Following his primarch’s eye, Numeon asked, ‘Isn’t that your human biographer, my lord?’

‘We parted poorly when we last met. Another effect of Curze’s presence on me, I am ashamed to admit. I will redress that.’ Vulkan started off towards the Munitorum encampment. Despite the cramped conditions, none stood in his way. ‘Have the Legion ready to depart when I return,’ he called to his equerry, who saluted behind him. ‘I wish to linger here no longer than is necessary.’

‘Yes, my lord,’ Numeon replied, and in a lower voice added, ‘You will find no argument here.’

Numeon’s gaze strayed from his primarch to the edge of the camps where a squad of Night Lords looked on. Wisely, they had chosen to pitch their landers far from the Salamanders’ muster field and were represented by a token force yet to join the others. There was no sign of Lord Curze.

The VIII legionaries mingled with the Munitorum officers, who gave every one of them a wide berth. This was also wise. Even with their skull-faced helmets concealing their expressions, Numeon could tell that the Night Lords were enjoying this petty act of intimidation. More than once, a legionary deliberately strayed needlessly close to the path of a busy clerk or scribe, forcing the poor individual to alter his course lest he be harassed or called to account under the glare of retinal lenses.
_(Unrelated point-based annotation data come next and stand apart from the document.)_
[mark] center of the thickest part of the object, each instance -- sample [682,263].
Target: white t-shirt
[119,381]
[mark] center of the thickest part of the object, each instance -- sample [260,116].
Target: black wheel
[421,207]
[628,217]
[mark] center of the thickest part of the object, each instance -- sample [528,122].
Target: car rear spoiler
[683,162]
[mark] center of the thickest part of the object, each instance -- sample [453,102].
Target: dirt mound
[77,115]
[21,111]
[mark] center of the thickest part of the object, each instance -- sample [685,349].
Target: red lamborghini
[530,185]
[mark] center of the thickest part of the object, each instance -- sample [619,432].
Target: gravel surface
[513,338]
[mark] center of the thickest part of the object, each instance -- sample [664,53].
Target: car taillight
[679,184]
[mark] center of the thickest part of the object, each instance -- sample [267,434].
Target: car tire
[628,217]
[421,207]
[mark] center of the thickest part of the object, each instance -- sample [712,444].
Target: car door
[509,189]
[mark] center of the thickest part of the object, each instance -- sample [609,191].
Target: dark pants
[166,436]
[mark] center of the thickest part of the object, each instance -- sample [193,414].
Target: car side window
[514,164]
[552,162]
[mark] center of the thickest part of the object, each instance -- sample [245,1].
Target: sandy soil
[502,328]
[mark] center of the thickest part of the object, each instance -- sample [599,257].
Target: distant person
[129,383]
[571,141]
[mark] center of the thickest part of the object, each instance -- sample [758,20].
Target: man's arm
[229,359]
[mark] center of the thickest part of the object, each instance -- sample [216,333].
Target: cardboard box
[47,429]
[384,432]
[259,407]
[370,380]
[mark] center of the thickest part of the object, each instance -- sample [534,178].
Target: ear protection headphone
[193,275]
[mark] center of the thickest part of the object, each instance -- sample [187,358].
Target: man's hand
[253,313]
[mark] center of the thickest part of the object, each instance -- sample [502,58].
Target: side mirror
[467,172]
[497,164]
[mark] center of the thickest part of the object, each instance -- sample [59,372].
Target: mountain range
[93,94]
The others not involved in these ‘games’ muttered snidely with one another at the obvious sport.

‘They’re goading us,’ said Varrun, appearing quietly at Numeon’s side with the rest of the Pyre Guard.

‘Our primarch,’ said Atanarius, noble chin lifted in the face of the VIII, ‘how does he fare?’

Numeon answered honestly, ‘The same as us. The Kharaatan compliance has left a bitter taste.’

‘They revel in it,’ offered Ganne, only half holding back a snarl.

‘I would see the smirks wiped off their faces,’ said Leodrakk, prompting a slow nod and muttered agreement from his brother, Skatar’var.

‘Aye,’ Varrun agreed. ‘In the duelling cages, I would measure their true worth as warriors.’

Only Igataron said nothing, silently glowering at the Night Lords.

‘They are still our brothers-in-arms,’ Numeon reminded them. ‘Our allies. Their cloth is not so different from ours.’

‘It is of a darker hue,’ snarled Ganne. ‘We all saw the slain in Khar-tann City.’

Numeon gestured to the human rebels being herded slowly into the Munitorum’s pens.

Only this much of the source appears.